Roeder -el viejo actor shakespeariano- narra la escena: "El médico le puso un estimulante extremo, arrojando agua hirviente sobre el corazón; el pecho respondió con un espasmo involuntario, los ojos se abrieron, y la voz se dejó oír ... con el medio tono de quien advierte vagamente que por un error craso ha sido quemado ... 'Doctor, ¿es fatal mi enfermedad?' Al saber que así era, recibió la sentencia con la misma despreocupación con que hizo la pregunta y siguió narrando su vida ... hasta que otro acceso cortó el hilo ... el médico volvió a administrar el remedio heroico ... él mismo se descubrió el pecho ..." Todavía se levantó para dar instrucciones de campaña. "Luego, el Presidente se dedicó sin interrupción al gran negocio que tenía en manos: morir." Pasaron varias horas. Nadie lo vio expirar. Era el 18 de julio de 1872.

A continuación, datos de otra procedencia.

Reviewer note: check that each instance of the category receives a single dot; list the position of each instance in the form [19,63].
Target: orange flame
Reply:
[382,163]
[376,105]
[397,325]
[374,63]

A través de la mirada de Ralph Roeder, el humanismo universal contempla las pasiones de la tierra mexicana. Para su desgracia, el biógrafo vivió en carne propia nuestra violencia: toda su fama no fue suficiente para evitar un extraño secuestro de una semana por parte de las autoridades hacia los años cincuenta. Actor trágico de su propia vida, esa experiencia traumática lo persiguió hasta el final. Con exactitud cabalística, el mismo día de la muerte de Juárez, pero del año de 1969, su esposa dejó de existir. Presa del vacío y del dolor, tal vez releyó o recordó su pasaje sobre Juárez tras la muerte de "la viejecita", pero Roeder, a sus 79 años, no tenía un estímulo mayor para vivir. Había terminado su muy apreciable libro sobre Porfirio Díaz -Hacia el México moderno- y al parecer dejó manuscrita una "Tetralogía mexicana" sobre Madero, Carranza, Villa y Obregón. Luego de redactar su testamento cediendo sus escasos bienes a las instituciones de beneficencia pública que el Presidente dispusiera, el 27 de octubre de ese mismo año se quitó la vida.

"Mucha vida queda en tu muerte", escribió Henestrosa. Tenía razón: su vida quedó en su obra.